July 24, 2012

Flowers


With or without the global financial crisis hovering at our doorsteps, the show must go on.  For men, a simple way of showing the affection to your loved one is by gifting her with flowers even though I can’t imagine the close relationship between crude oil and flowers.  Just by simply presenting those colorful and fragrant ones to your sweetheart is always guaranteed to melt her heart away.

And while we are into this flowers idea, why don’t we sneak in and answer some questions about flowers and plants, for that matter, while were thinking what kind of those flowers we are going to give away.

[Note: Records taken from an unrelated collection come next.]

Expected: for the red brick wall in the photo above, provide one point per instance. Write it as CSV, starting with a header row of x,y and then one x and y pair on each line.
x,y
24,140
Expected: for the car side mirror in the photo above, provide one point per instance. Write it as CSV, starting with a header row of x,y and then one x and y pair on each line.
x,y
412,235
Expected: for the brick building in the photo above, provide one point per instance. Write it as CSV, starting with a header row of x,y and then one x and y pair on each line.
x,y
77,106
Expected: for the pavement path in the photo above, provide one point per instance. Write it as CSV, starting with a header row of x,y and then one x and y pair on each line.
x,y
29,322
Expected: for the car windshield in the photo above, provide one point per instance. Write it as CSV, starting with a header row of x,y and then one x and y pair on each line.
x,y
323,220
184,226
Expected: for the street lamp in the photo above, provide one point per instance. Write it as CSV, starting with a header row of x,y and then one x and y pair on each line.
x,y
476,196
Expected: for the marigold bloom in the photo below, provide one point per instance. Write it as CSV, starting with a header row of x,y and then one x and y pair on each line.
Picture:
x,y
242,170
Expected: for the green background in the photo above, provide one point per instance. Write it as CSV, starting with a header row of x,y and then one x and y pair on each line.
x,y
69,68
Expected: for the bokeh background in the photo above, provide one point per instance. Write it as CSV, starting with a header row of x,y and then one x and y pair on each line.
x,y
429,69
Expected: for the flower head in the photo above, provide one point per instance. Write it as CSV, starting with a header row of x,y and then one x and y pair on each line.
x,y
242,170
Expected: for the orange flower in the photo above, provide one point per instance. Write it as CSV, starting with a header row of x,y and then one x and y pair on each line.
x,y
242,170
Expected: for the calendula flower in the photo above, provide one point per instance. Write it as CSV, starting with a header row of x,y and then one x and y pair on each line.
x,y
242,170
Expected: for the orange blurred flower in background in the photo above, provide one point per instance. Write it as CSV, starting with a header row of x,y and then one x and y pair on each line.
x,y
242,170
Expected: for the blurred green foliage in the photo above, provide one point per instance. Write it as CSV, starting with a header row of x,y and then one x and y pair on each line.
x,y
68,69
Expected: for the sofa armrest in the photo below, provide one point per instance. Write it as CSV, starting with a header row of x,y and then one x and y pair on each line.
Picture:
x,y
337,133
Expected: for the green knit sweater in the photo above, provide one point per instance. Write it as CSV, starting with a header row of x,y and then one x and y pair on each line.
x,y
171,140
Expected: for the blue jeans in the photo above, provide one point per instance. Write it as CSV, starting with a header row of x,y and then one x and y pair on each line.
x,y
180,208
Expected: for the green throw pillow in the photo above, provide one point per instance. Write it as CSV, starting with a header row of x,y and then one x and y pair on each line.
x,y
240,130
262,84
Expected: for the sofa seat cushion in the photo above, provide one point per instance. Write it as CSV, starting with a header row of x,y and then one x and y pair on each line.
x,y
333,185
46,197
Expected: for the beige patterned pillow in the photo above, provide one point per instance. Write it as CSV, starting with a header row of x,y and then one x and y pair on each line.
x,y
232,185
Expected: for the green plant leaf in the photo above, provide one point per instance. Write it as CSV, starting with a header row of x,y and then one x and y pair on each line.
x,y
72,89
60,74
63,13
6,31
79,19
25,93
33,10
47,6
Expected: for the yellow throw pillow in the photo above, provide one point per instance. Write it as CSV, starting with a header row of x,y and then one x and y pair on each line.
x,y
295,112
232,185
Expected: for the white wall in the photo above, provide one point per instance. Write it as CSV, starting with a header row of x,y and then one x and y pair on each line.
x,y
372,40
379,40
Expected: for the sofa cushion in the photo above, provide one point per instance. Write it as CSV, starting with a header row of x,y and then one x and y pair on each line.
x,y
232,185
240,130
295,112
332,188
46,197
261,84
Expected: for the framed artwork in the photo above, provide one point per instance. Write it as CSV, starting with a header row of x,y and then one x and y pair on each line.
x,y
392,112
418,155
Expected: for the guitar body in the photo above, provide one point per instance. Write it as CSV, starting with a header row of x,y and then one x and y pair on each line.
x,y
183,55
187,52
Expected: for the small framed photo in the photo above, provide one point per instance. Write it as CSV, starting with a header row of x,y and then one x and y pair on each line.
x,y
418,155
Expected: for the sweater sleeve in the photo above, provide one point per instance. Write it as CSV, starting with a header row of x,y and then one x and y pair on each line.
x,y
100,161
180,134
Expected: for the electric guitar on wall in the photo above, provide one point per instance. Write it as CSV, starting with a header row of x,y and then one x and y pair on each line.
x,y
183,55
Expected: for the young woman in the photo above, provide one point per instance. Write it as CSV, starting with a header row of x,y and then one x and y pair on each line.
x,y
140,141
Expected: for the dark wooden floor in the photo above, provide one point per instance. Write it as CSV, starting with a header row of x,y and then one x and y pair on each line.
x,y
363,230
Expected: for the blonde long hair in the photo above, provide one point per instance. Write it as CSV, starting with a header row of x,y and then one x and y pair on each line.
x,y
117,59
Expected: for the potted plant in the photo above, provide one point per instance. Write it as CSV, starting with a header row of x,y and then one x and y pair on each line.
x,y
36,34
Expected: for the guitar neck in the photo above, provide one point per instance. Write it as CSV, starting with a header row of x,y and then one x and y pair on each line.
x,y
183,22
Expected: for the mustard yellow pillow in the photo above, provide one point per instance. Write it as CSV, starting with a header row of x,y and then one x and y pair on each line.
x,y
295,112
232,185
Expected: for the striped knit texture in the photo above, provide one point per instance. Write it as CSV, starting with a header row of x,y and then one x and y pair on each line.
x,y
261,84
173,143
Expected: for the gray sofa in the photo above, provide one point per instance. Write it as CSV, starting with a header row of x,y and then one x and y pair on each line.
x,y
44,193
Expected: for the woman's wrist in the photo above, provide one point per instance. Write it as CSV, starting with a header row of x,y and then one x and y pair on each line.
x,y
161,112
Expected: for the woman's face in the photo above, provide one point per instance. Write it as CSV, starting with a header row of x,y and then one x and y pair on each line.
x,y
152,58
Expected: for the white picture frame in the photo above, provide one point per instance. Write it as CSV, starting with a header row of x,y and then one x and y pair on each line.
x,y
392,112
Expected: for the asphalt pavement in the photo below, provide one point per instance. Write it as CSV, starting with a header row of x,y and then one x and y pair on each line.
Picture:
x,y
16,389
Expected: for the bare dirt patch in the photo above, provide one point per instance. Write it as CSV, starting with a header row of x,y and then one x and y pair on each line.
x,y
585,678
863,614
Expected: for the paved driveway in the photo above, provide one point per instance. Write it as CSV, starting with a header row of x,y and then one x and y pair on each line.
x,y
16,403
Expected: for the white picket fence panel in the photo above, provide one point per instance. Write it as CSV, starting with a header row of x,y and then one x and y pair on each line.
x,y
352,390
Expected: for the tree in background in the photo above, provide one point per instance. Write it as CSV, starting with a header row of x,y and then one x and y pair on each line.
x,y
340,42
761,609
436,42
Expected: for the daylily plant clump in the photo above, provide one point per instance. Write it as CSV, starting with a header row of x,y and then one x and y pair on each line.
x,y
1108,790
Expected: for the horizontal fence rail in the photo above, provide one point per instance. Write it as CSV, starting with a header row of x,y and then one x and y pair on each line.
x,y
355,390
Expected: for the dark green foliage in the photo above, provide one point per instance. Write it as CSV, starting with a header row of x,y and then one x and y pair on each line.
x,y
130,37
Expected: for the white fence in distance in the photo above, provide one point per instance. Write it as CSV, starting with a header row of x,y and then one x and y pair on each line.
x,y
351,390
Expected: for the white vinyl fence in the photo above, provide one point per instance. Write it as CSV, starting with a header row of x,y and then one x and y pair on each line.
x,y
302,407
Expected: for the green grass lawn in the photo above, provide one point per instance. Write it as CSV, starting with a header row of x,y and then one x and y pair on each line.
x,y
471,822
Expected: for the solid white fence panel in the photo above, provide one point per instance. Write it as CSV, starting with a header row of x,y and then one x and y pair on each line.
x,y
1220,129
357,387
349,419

We all know from our science classes that just like any living things, the plants need water in order to grow.  It is one of the essential elements of survival for a living thing, particularly in plants aside from sunshine.  We also have known that the plants absorb the water through their roots and it is also a well known fact that one of the major functions of the root of a plant is the absorption of water and other nutrients in order to make our plants grow and survive.  Much also is in the case of flowers.  Unlike plants that have roots, the flowers, once cut from its stem or detached from its original nature, can still blossom the way they are by absorbing water.  On a kid’s notion, it is much of a “drinking” process for a flower in order to maintain its life and its beauty as well.

Flowers “drink” water by undergoing through some quite complex but amazing processes.  The less-scientists-botanists in us would adhere to these facts that it is through terms such as transpiration, osmosis and capillary action that our lovely flower is able to “drink” and absorb water.

The whole “drinking” process would start at the very basic when the sunlight tries to express its ‘powers’ by evaporating the amount of water in a certain leaf surface thus leaving our leaves thirsty.  The water that the roots have absorbed initially will also be hijacked and evaporated.  This initial process is called transpiration.  The most crucial part of the “drinking” necessarily involves the xylem tube inside our plants.  It is that tube that connects between the roots and the stem and it is more likely that water and other nutrients pass through this tube.

Once our “thirsty” plant prompts a need to “refill” because of the transpiration process, a certain amount of vacuum is created in its xylem tube causing some sort of a suction pressure to pull a considerable amount of water that the roots once absorbed.  Water is then traveled through the xylem tube to quench our leaves and flowers.  The size of the xylem tubes are also very vital in this “drinking” process as it will enables the holding and traveling power of the water to its destination.  This process is likewise called the capillary action.  For kids alike, the whole process is much like of drinking by using a straw.  The transporting and delivery part of the water and nutrients to the stems is handled by the osmosis department.  Osmosis is the process wherein plants evenly distribute its food source on their entirety in order to survive.

Again, being awed by the process of how a flower or plant drinks water brings out another “kid” in us.  Learning and discovering these simple and amazing things makes as also more aware of the things that are happening around us that are usually neglected and not that worthy much of our attention.  They are the realities that we have to learn and embrace in a way for these simple facts are the very foundations of what we are right now.  It is a much better way of getting more aware on our environment that is in need of care nowadays.  It is in these small things that we see its great importance.  A mere “drinking” process could always go a long way if given that much attention.